Hey, that’s another thing we know about Dillashaw -- he's surrounded by pretty good sports!

Otherwise, we don’t know "The Viper" enough to sufficiently care whether he wins or loses in tonight's UFC 173 headlining spot against Barao, who himself is not (yet) a beacon of marketability. We didn't even know he was called "The Viper" until this week. Since most of us do care about our disposable income, and this happens to be a pay-per-view event, you can see how these things are at odds. This set-up requires an extra layer of...I dunno, I want to gullibility?...and even with this arcane promo video, Dillashaw-Barao as a main event sort of makes you want to pop your knuckles and see what’s in the fridge.
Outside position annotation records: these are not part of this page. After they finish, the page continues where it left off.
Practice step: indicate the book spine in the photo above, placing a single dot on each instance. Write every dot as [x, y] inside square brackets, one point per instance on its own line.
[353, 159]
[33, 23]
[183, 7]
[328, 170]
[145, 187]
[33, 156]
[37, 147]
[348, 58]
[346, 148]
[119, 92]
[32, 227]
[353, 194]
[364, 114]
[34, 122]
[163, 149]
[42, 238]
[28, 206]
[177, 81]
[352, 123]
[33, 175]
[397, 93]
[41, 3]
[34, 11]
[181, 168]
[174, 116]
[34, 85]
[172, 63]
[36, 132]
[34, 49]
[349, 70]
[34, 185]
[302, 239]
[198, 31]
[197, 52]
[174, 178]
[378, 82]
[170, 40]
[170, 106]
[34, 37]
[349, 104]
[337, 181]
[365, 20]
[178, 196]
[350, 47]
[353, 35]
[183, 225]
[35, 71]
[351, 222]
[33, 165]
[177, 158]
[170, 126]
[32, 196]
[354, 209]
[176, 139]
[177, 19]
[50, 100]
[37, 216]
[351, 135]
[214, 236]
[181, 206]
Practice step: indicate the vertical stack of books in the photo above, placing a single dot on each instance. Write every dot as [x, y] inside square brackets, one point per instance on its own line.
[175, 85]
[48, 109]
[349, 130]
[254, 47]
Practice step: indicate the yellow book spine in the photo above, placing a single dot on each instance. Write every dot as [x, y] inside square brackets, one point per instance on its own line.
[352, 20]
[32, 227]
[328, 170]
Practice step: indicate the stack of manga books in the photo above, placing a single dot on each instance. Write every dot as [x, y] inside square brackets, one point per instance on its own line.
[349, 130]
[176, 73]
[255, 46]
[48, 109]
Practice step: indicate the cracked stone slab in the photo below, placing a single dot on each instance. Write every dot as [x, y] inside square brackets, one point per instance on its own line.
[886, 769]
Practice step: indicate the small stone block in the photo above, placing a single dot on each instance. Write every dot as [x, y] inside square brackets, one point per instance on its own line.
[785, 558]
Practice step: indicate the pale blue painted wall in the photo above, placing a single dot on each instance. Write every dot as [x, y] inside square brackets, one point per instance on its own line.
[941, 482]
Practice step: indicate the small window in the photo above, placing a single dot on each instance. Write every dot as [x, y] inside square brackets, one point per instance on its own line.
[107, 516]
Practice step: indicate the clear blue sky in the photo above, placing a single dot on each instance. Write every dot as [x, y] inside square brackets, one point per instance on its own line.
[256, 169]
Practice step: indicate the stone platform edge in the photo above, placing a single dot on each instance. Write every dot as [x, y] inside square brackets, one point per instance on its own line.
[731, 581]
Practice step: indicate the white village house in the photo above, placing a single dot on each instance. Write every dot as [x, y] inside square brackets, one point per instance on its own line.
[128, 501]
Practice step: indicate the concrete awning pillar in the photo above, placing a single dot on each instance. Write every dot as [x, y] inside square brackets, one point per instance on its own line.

But let’s be fair here, because we’ve seen this type of thing before. Makeshift cards, in whatever form they finally appear, are always a little uneasy when they come with price tags.

Part of the feeling of compromise is that in its original form this card was supposed to feature Chris Weidman against Vitor Belfort. That fight was inherently dramatic given Belfort’s TRT issues and Nevada and the very real possibility that Belfort could beat Weidman. Of course, that iteration of UFC 173 was many mysterious bans and pop urine tests ago. Even when the headliner became Lyoto Machida and Weidman, there were style/stakes elements that gave it the "big fight" feel.

All ancient history/still in the future now.

The options were limited with Raphael Assuncao not ready to go, and with factoring in timing, injuries, circumstance, availability, well...as Dana White likes to say, "it is what it is." At least a title will be contested. And after much trumpeting, we'll get a chance to see if Barao -- who last loss in 2005 -- has star power. The addition of Robbie Lawler against Jake Ellenberger to the card helped, too. And there is at least a (small) part of me that gives Daniel Cormier a shot against the wily veteran Dan Henderson, who's fighting on damn short notice (yeah, I said it). Winner of that fight gets a title shot.

Maybe. "We'll see what happens."

But still, and not to be dismissive of Dillashaw, but Dillashaw? Now? For a fee? His run in the UFC has been pretty good (5-2), which in the thin bantamweight division is eye-opening enough, but being Duane Ludwig's latest (and last) Alpha Male fighter to get a title shot shouldn't become the totality of the storyline. The consensus is that it might be too much too soon for Dillashaw. That's not the traditional kind of drama ahead of events.

So we are being asked to trust his credentials to determine whether or not it'll be a competitive fight. We saw Dillashaw performing on "The Ultimate Fighter," where he had that wrestler’s confidence (carried over from his days at Cal State Fullerton). We saw him beating people up unofficially. Then in the TUF 14 Finale he got knocked out by eventual flyweight contender John Dodson. That was a surprise. Since then he’s won five of six, but he did lose a split decision to Assuncao in October. His greatest feat to date was his back-to-back knockouts of Issei Tamura and Vaughan Lee about a month apart this time last year. His biggest career victory might have been against Mike Easton in January. That was in the middle of a main card broadcast on Fox Sports 1 in suburban Atlanta.

His fight with Mizugaki was scheduled for the UFC 173 prelims.

Now here he is headlining tonight's PPV against one of the game's quietest greats. Talk about the world falling into your lap. When he got that news from his manager, Dillashaw said he shouted with excitement. He was thrilled. That’s what he’s been working towards since coming into MMA four years ago. He’ll give it his all. It was a dream come true. His was a Cinderella story, even if everybody assumes that Barao takes a sledge hammer to glass slippers.

It’s hard not to sort of like a guy like that.

But selling sort of likable and closest qualified (and most available) on a traditionally big weekend, even knowing the circumstances, was a hard trick for the UFC to turn. And because of that, UFC 173 feels a little south of enormous.